Fundamentals & Weather

Fundamentally, the market is shifting from a stock-driven phase to a weather- and acreage-driven phase. Limited old-crop inventories and firm crusher demand provide immediate support, while the key uncertainty is the performance of the 2026/27 kharif crop. The India Meteorological Department and independent forecasts point to below-normal rainfall over much of central and western India, including parts of Madhya Pradesh and Rajasthan, during the June–September season.

This implies heightened yield risk if July and early August rains fail to normalise. At the same time, global fundamentals are moderately supportive: CBOT soybeans have risen month-on-month, and the vegetable oil complex has stabilised with another record-high crush underpinning meal values. For India, lower edible oil imports reinforce domestic crushing incentives, tying local bean prices more closely to both monsoon outcomes and international benchmarks.

Short-Term Outlook & Trading Ideas

Market participants do not anticipate a sharp, immediate rally, but the downside appears limited given tight old-crop stocks and the absence of nearby supply relief. If monsoon rains turn more favourable without major delays and crushers maintain steady intake, Indian soybean prices are likely to grind higher into the arrival of the new crop.

  • Crushers: Consider covering a portion of Q3 needs on dips, given tight pipeline stocks and monsoon uncertainty. Maintain flexibility for potential weather-driven spikes.
  • Traders: Bias towards a mildly long stance in nearby positions, but size trades cautiously until clearer visibility on July–August rainfall and sowing progress.
  • Farmers: Where weather permits, prioritise timely sowing and monitor local basis levels; forward sales of a small share of expected output may be justified if prices strengthen further before pod-setting.

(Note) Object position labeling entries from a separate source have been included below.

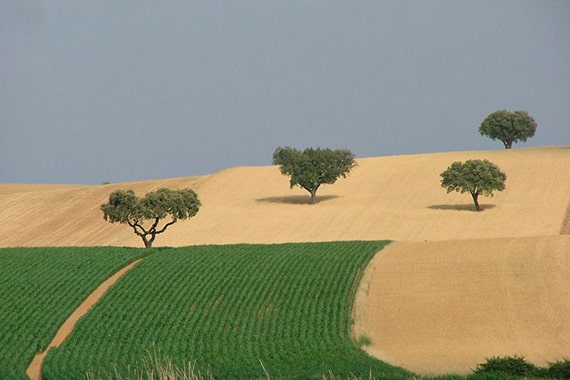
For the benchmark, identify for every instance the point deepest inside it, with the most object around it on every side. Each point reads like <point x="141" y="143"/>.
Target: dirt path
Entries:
<point x="35" y="369"/>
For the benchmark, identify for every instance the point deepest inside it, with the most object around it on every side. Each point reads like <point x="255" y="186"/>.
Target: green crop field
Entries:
<point x="40" y="288"/>
<point x="233" y="311"/>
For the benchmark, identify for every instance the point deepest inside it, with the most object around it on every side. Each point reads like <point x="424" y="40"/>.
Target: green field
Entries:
<point x="233" y="311"/>
<point x="229" y="310"/>
<point x="40" y="288"/>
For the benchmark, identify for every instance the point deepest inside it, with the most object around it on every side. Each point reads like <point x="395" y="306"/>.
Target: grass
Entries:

3-Day Directional View (Indicative)

  • India (domestic spot): Slightly firmer bias as crushers compete for limited old-crop stocks; intraday volatility tied to monsoon headlines.
  • CBOT soybeans: Consolidation likely after recent gains, but overall tone remains cautiously bullish amid global oilseed strength.
  • Black Sea / Ukraine FOB: Stable to mildly higher, tracking CBOT and regional logistics risk premia.